Thursday, April 8, 2010

Dispatch from a Windowless Room in San Diego


In front of me now are a foam cradle and two lead snakes. Next to those is archival box 34 (folders 1-17) of the George Oppen papers, the only materials in the holdings that can be accessed materially, physically, instead of through microfilm.

Although the scanned, grainy, backlit black-and-white pages as they slide across on the microfilm screen have their own magic, their own special illumination of the phenomenology of writing (I am not one who categorically harbors contempt for the mediations of technology), this form and mode is not a surrogate for engaging original documents. Microfilm stands apart, boasts its own values. Rendering manuscripts as coils of tiny-then-magnified translucent images deceptively converts often wildly heterogeneous papers into a sort of dream-book---a glowing, whirring, clicking scroll before which one sits bewitched, but also in control, fiddling with knobs and buttons: forward or backward at variable speeds, up, down, rotate, focus, print.

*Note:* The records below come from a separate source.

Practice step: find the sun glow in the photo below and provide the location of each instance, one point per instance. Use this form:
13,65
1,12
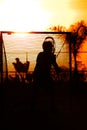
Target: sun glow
25,15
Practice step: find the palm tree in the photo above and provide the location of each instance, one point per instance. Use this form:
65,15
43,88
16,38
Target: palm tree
78,35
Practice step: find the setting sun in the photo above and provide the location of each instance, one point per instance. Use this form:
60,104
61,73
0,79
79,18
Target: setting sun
23,15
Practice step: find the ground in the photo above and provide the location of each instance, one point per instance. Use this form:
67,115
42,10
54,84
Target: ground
70,107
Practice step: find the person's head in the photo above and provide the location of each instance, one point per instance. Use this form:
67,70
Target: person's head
50,44
47,46
17,59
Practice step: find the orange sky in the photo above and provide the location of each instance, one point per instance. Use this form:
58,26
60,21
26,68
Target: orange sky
32,15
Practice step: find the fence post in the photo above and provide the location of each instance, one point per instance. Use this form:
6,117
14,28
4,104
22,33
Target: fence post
70,59
1,59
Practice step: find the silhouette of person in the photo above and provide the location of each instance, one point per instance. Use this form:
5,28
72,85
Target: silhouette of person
42,75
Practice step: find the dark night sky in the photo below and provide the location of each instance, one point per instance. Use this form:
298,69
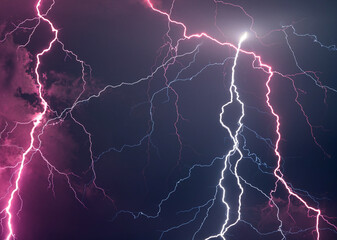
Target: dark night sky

Such enchantment and such pleasures of control are fine, I say, as far as they go, but one wants and needs also (not necessarily only) to hold the leaves, sheets, slips, fascicles; to see how the different inks and colors and markings play off each other; to determine or at least have better guesses about what words a scribbled phrase really consists in; and withal to find oneself in the place of, or as, the writer, physically oriented to some given page or pages just as the handler-inscriber of said materials might have been.